- Across Protocol’s price fell 11% in 24 hours, testing a critical support level at USD 0.13.
- The declines come amid allegations that the Across Protocol team improperly appropriated USD 23 million in ACX tokens.
- The accusations were called “lies” by an Across Protocol co-founder in a response on X.
Across Protocol, a cross-chain messaging platform, has seen its native token ACX drop sharply amid allegations of internal misconduct. Market data shows ACX plunged roughly 11% over 24 hours to test lows near $0.13 as claims surfaced that the protocol team manipulated governance proposals to benefit from approximately $23 million worth of ACX tokens.
These allegations have added downward pressure on Across Protocol’s price, even as Bitcoin remains strong and broader market sentiment is supported by higher-level crypto moves.
Observers warn that such claims, if substantiated, could erode investor confidence not only in Across but also in other decentralized autonomous organizations (DAOs) that rely on community governance.
Allegation: Across Protocol team allegedly appropriated $23 million in ACX tokens
The accusations emerged on X and were posted by Ogle, co-founder of the cross-chain layer-1 network Glue and advisor at World Liberty Financial (WLFI). Ogle published the claims in a thread on June 26, 2025, alleging that the Across team used secret or manipulated votes to extract roughly $23 million from the Across DAO treasury for the benefit of a private company.
TLDR: Across Protocol/Bridge ($ACX) team used secret votes to extract ~$23m from the Across DAO’s treasury for their own private company’s benefit.
Background: I’ve many times posted about DAOs that are DAOs “in name only” – that is, organizations that pretend to be run by “the…
— ogle | glue.net (@cryptogle) June 26, 2025
What happened?
According to the thread, the team allegedly engineered governance votes that transferred a total of 150 million ACX tokens to Risk Labs through two separate proposals. The first proposal, passed in October 2023, allocated 100 million ACX to support future development, with assurances the tokens would not be sold for two years. Ogle claims Risk Labs began selling token option agreements to outside investors shortly thereafter.
The second vote, in October 2024, allegedly granted an additional 50 million ACX for “retroactive funding.” Ogle asserts that both votes were passed with the help of wallets controlled by insiders, suggesting the measures would not have succeeded without internal manipulation.
“More directly, the extraction of these $ACX tokens directly harms current and future holders not only by draining the treasury but by creating significant potential future selling pressure during the ‘unlocks,’” Ogle wrote.

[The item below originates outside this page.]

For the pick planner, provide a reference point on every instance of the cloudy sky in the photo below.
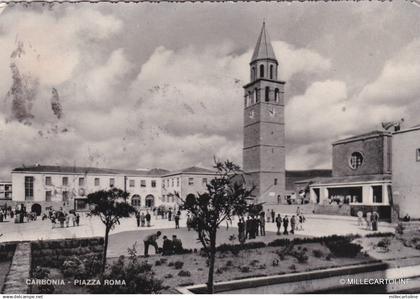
(160, 85)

In response, Hart Lambur, a co-founder of Across Protocol, denied the accusations on X, calling them categorically false and pledging to vigorously defend the protocol and its team. Lambur stated the team will fully respond to what he described as “lies.”

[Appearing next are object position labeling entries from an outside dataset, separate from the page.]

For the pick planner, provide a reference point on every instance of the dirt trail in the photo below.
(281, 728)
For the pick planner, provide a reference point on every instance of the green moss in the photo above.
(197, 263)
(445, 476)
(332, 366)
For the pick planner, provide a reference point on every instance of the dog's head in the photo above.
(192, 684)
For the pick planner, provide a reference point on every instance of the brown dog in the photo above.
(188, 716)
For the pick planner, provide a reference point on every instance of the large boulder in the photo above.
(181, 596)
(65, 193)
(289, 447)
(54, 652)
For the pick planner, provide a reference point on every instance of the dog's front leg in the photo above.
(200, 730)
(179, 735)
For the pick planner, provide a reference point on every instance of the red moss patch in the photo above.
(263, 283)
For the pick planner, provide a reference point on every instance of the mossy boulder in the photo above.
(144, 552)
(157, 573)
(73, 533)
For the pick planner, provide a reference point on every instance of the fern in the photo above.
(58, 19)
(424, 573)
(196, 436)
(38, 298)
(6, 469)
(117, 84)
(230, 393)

ACX price reacts as market weighs the allegations
ACX was already under selling pressure after sliding from highs near $0.23 in late May. The recent accusations accelerated the decline, pushing ACX down about 11% over 24 hours and deepening its one-month losses to roughly 41%.

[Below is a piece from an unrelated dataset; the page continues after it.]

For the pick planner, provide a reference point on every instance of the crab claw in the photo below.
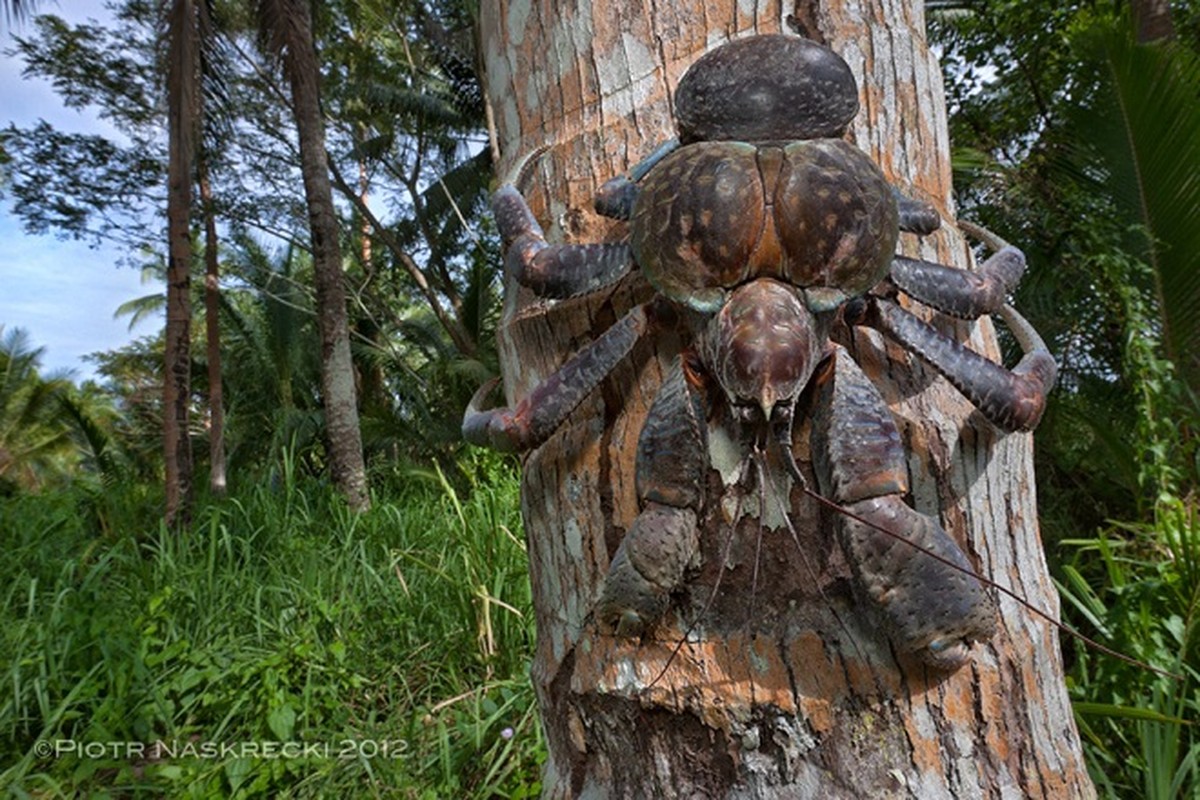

CoinMarketCap data shows Across Protocol’s token has lost about 14% over the past week. These declines come amid a broader, volatile crypto market where geopolitical and macroeconomic uncertainties remain key risk factors.
Investors and on-chain watchers will be monitoring any formal responses from Across Protocol and any additional evidence that could confirm or refute the allegations. Until clarity is provided, sentiment toward ACX and similar DAO-governed projects may remain cautious.